Sydserf was very much a royalist, pro-Episcopacy, and inclined to be highly sympathetic towards Arminianism. These views brought him much conflict in Scotland, and as Bishop of Galloway, he exercised his episcopal powers against his ideological opponents. He supported the introduction in 1637 of an English-style Book of Common Prayer, and for this, he was attacked on several occasions by mobs in Falkirk, Dalkeith and Edinburgh. Some went further and accused him of being a Roman Catholic: he was alleged to wear a crucifix. He was finally deposed by the General Assembly of the Scottish church on 13 December 1638.
Sydserf thereafter went to England, briefly becoming a follower of King Charles I, before moving to continental Europe. He returned to Scotland, and after the Restoration and reimposition of Episcopacy in Scotland, was reinstated as a bishop, though on this occasion becoming Bishop of Orkney. He was the only pre-1638 bishop to be reinstated as a bishop in Scotland after the Restoration. He lobbied hard to be made Primate of Scotland but without success. His willingness to ordain as a clergyman anyone who asked him attracted much criticism, a fact recorded by Samuel Pepys in his famous diary.

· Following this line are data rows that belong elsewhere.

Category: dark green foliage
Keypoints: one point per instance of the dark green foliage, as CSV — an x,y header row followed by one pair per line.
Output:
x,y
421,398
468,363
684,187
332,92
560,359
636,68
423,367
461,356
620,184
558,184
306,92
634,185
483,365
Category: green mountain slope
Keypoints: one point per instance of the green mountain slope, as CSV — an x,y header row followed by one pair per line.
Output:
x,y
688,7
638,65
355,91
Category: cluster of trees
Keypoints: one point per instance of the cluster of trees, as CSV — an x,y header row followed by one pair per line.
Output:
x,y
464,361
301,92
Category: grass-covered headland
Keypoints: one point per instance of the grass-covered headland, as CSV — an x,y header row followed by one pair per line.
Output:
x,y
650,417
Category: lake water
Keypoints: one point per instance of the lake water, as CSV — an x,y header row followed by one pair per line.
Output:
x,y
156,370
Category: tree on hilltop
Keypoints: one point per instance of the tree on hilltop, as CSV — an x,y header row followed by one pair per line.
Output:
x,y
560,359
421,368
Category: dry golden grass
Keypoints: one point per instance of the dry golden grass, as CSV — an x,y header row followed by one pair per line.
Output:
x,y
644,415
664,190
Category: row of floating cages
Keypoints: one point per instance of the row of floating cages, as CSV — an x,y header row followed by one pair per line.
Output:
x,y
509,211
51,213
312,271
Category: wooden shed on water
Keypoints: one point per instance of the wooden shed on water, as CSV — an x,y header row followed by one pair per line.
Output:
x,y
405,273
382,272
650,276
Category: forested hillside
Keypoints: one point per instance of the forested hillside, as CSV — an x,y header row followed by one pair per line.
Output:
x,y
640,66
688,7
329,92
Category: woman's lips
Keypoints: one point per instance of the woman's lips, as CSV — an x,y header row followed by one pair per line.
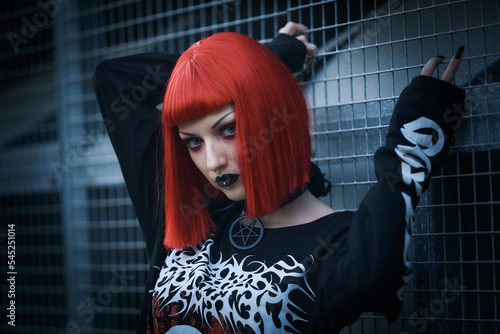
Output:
x,y
226,180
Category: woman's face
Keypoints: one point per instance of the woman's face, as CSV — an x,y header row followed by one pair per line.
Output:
x,y
211,143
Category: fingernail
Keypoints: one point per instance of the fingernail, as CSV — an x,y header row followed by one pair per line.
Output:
x,y
458,54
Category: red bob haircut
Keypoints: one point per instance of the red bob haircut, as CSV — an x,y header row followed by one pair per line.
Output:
x,y
273,137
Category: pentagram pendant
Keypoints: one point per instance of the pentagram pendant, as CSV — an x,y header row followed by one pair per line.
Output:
x,y
246,232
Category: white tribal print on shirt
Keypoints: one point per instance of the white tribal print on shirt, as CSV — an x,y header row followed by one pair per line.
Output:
x,y
227,296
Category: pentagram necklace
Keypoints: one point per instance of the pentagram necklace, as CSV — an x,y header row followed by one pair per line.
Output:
x,y
246,232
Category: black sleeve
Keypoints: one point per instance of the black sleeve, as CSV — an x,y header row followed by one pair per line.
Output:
x,y
128,89
374,265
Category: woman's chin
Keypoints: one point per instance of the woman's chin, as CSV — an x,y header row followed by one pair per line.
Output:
x,y
236,192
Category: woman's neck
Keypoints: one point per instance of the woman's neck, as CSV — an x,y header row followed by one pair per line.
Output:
x,y
304,209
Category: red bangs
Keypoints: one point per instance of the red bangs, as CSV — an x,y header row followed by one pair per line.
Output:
x,y
273,138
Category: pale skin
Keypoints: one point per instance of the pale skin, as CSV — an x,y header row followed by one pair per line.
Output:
x,y
211,143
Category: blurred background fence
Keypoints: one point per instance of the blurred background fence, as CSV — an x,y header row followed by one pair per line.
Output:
x,y
80,261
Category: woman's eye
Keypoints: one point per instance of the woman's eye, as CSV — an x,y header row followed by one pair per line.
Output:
x,y
229,130
193,143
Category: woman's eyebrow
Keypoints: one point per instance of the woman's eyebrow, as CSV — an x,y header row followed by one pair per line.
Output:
x,y
188,134
221,119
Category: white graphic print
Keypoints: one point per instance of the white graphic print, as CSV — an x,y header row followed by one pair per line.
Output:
x,y
417,156
247,293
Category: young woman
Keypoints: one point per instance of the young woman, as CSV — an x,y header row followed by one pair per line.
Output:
x,y
220,180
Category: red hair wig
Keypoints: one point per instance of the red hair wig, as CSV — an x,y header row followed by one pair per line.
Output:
x,y
272,131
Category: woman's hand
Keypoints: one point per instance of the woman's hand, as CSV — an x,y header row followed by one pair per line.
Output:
x,y
297,30
449,73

Sydserf died in Edinburgh on 29 September 1663 and is buried in Greyfriars Churchyard (location unknown).
Sydserf was responsible for remodelling the nave of Whithorn Priory in line with the new styles of worship he tried to promote.
Although not formally a member of the Hartlib Circle, he was on friendly terms with some of its members including Arnold Boate, who dedicated to Sydserf his memoir of his wife Margaret Dongan. Their friendship was apparently not affected by Boate's closeness to Oliver Cromwell, for whom he is said to have acted as a spy.
In 1624 he married Rachel Byers, the daughter of an Edinburgh magistrate: they had four sons and four daughters, including Thomas junior, a popular dramatist and journalist.